Alberto lived in a pleasant apartment on the Corso Sempione in Milan, and there was a modest villa in the country, but drivers were hardly in the business to get rich. “Knowing what they earn today,” Villoresi commented in the ’80s, “I would be embarrassed to say how little we were paid in those times…” In 1997, indeed, at the age of 88, Villoresi died in penury.

In Ascari’s mind always was the security of his family. While he adored his kids, he was a little stern with them, and Enzo Ferrari once took him to task over it. Alberto replied that he gave them everything he could to make them happy, but he didn’t want them to love him too much: that way they would suffer less if one day he didn’t come home.

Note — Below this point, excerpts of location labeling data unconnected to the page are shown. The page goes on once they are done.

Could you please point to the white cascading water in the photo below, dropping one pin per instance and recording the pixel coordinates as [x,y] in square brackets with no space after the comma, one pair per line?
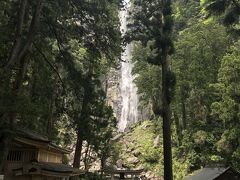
[128,90]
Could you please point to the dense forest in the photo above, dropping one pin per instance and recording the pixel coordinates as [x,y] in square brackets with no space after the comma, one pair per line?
[55,57]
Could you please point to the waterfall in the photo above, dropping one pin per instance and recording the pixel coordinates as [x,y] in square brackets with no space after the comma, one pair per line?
[128,90]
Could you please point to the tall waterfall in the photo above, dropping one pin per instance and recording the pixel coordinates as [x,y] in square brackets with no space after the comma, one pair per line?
[128,90]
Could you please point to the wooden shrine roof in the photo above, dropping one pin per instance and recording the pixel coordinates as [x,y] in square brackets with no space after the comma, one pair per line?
[47,169]
[33,139]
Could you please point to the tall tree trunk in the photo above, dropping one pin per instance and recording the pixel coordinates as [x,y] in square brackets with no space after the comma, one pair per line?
[86,158]
[52,108]
[184,121]
[20,49]
[78,151]
[5,137]
[178,128]
[167,149]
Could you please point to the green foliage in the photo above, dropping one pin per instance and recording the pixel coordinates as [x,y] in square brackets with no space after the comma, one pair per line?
[226,108]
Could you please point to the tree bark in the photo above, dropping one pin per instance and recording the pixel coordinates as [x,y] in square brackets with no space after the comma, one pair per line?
[184,121]
[78,151]
[20,50]
[167,148]
[178,128]
[5,140]
[18,41]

Close as they always were – Ferrari said he thought of Ascari as a son – their association ceased at the end of 1953. Through that year Enzo had been muttering about pulling out of racing, citing the lack of financial support from a country to which his cars had brought so much glory. When Ascari and Villoresi – always the double act – went to see him in December, he refused still to confirm his plans, but at the same time was insistent that Alberto should sign a new contract immediately, rather than wait for the expiry of the current one, on April 30 1954. Ascari’s response was that if Ferrari would wait until then, he would probably re-sign, but if the decision had to be taken now, then it had to be no.

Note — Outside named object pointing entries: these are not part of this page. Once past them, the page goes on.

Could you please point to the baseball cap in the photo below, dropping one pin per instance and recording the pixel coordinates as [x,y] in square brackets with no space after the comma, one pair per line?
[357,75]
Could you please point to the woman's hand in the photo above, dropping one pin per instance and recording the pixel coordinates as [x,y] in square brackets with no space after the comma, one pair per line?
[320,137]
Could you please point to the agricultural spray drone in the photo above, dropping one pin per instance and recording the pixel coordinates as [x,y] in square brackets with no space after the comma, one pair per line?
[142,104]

So it was that he and Villoresi sorrowfully took their leave, and the very next day travelled to Turin for a meeting with Gianni Lancia. Soon the news was confirmed that Lancia had embarked on the building of a Grand Prix car, designed by Vittorio Jano: Ascari and Villoresi would be the drivers, together with Alberto’s protégé Eugenio Castellotti.

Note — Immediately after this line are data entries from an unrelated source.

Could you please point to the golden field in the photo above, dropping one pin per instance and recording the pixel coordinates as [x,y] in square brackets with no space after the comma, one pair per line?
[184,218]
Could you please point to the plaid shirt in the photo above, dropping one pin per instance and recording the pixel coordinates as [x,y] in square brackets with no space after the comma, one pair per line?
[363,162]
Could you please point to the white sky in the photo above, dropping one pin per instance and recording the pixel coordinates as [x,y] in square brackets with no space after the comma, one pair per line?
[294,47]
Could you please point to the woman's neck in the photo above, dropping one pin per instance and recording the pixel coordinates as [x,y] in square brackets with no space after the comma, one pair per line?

A long time passed, though, before the car was race-ready. Ascari first drove the D50 in February, but it did not race until October, and in the meantime there was the absurdity of the reigning World Champion having little to do. At Reims, where Mercedes returned, and Silverstone, he drove a Maserati 250F, but each time the car let him down.

“Ascari was my man, my life just revolved around him” Mario Andretti

The high point of the year was the Mille Miglia, which Alberto won. Sports car racing was never much to his taste, and this event in particular he disliked, resolving not to take part again after an accident in the 1951 race, in which a spectator was killed. Italian law being the curious way it is, Ascari was charged with manslaughter, and it took three years for him to be formally exonerated. Although the Mille Miglia was excluded from his Lancia contract, he relented when Villoresi was hurt on a practice run, and agreed to take his place.

Delay followed delay with the D50, and hopes that it might make its debut at Monza came and went. It was unthinkable that the country’s greatest star should be absent from the Italian Grand Prix, and a factory Ferrari was made available: Ascari was instantly on it, fighting with Fangio’s Mercedes for the lead until his engine failed.

In the crowd that day were 14-year-old twins, Mario and Aldo Andretti, soon to leave for a new life in Nazareth, Pennsylvania.

Juan Fangio stands between Alberto Ascari and Guiseppe Farina who hold their trophies and bouquets after the auto race at Silverstone.

Ascari (left) with Fangio (centre) and Farina after the 1952 British Grand Prix at Silverstone

Getty Images

“Ascari was my man,” says Mario. “My life just revolved around him. I used to read about him in Auto Italiana, and when I finally got to see him at Monza it was one of the best days of my life – when he died, just days before we left for the States, it was one of the worst. I never met the man, but he had a greater influence on my life than anyone else.”

The Lancia D50 made its debut in the Spanish Grand Prix at Pedralbes, and if the car was quick, it was also wayward, requiring Alberto temporarily to shed his silky style. He did,
however, take pole position – a second faster than Fangio – and led until his clutch failed.

Thus, if Ascari finished the year with not a championship point to his name, he looked to 1955 with optimism, confident of a car capable of fighting with Mercedes. In Argentina, the first round of the championship, he spun off on oil while leading, but then won non-championship races at Turin and Naples. In Monaco he started from the front row, sandwiched between Fangio and Moss.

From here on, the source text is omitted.